I prezzi della ghisa proveniente dai paesi CIS sono cresciuti di 10-15 $/t nelle ultime due settimane, supportati dal trend rialzista del rottame a livello internazionale. Attualmente i produttori CIS offrono ghisa a 320-325 $/t FOB per il mese di febbraio, ma non hanno fretta di vendere dal momento che preferiscono aspettare che la situazione di mercato risulti più chiara.
Le trattative con i compratori statunitensi proseguono, ma si prevedono scarse attività nelle prossime due settimane per via delle festività. Le offerte dai paesi CIS si attestano a 340-345 $/t CFR, tuttavia sembra funzionare al massimo un prezzo di 330 $/t CFR. Secondo quanto riferito da un trader, le ultime vendite verso gli USA sono state caratterizzate da un prezzo di 326 $/t CFR.

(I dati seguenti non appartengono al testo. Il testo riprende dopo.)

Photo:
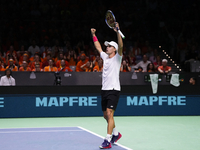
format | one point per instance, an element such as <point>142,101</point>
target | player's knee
<point>109,114</point>
<point>105,116</point>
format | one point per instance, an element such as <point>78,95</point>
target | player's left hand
<point>116,28</point>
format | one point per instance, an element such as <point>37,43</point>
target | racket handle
<point>121,34</point>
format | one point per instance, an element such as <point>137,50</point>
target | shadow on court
<point>64,138</point>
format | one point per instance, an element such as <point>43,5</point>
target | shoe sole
<point>118,138</point>
<point>105,147</point>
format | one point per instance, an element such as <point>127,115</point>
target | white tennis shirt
<point>111,69</point>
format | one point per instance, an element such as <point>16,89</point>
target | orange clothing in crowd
<point>3,59</point>
<point>2,69</point>
<point>22,69</point>
<point>14,69</point>
<point>34,69</point>
<point>72,62</point>
<point>66,69</point>
<point>124,69</point>
<point>166,68</point>
<point>79,64</point>
<point>8,52</point>
<point>48,69</point>
<point>58,65</point>
<point>88,70</point>
<point>98,69</point>
<point>31,59</point>
<point>14,62</point>
<point>33,65</point>
<point>20,64</point>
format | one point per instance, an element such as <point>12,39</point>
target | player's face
<point>110,49</point>
<point>164,63</point>
<point>62,63</point>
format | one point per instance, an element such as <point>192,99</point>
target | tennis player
<point>110,84</point>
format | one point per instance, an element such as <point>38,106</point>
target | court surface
<point>138,133</point>
<point>61,138</point>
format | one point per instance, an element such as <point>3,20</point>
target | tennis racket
<point>110,21</point>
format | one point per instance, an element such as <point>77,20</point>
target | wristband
<point>95,39</point>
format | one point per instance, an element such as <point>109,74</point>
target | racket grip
<point>121,34</point>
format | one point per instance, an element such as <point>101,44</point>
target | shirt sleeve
<point>13,82</point>
<point>0,81</point>
<point>103,55</point>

I compratori cinesi sono disposti a pagare un prezzo pari a 350 $/t CFR, mentre in precedenza avevano acquistato materiale dalla Russia a 345 $/t CFR. Ciononostante, la Cina ha ordinato ghisa brasiliana a un prezzo di 305 $/t FOB. Attualmente le acciaierie brasiliane stanno offrendo la produzione di marzo.

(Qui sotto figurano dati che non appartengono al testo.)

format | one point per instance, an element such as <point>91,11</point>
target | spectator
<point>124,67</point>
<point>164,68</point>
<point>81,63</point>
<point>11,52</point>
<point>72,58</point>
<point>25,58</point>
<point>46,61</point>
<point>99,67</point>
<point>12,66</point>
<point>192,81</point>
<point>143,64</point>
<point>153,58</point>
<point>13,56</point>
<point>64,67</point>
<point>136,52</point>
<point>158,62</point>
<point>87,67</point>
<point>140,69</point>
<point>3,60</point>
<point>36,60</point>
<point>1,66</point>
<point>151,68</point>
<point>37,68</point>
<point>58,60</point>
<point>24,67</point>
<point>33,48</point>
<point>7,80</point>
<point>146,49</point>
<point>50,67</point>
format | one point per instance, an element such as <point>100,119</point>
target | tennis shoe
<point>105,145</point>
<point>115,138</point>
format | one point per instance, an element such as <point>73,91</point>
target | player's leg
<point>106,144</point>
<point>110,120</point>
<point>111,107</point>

Per quanto riguarda l'Italia, i compratori sono inattivi a causa delle imminenti festività natalizie. Secondo quanto appreso da SteelOrbis, la scorsa settimana è stata registrata una vendita a 338 $/t CFR per un carico di ghisa con basso contenuto di manganese.

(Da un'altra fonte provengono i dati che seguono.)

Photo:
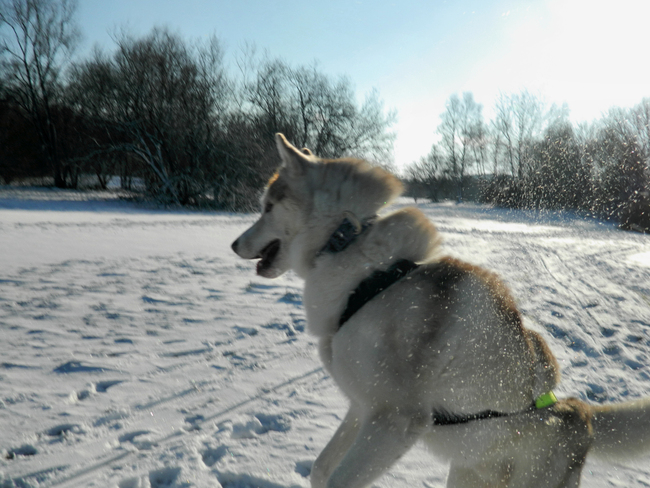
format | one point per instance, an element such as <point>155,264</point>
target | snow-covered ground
<point>137,350</point>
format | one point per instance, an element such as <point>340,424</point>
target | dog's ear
<point>292,159</point>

Infine, le offerte dai paesi CIS per la Turchia si collocano a quota 340-345 $/t CFR, tuttavia i compratori non sembrano disposti a pagare un prezzo più alto di 330 $/t CFR. Negli ultimi scambi il prezzo aveva raggiunto i 320-325 $/t CFR. I fornitori di ghisa stanno monitorando attentamente la situazione relativa al mercato turco del rottame in modo da poter formulare le proprie offerte di conseguenza.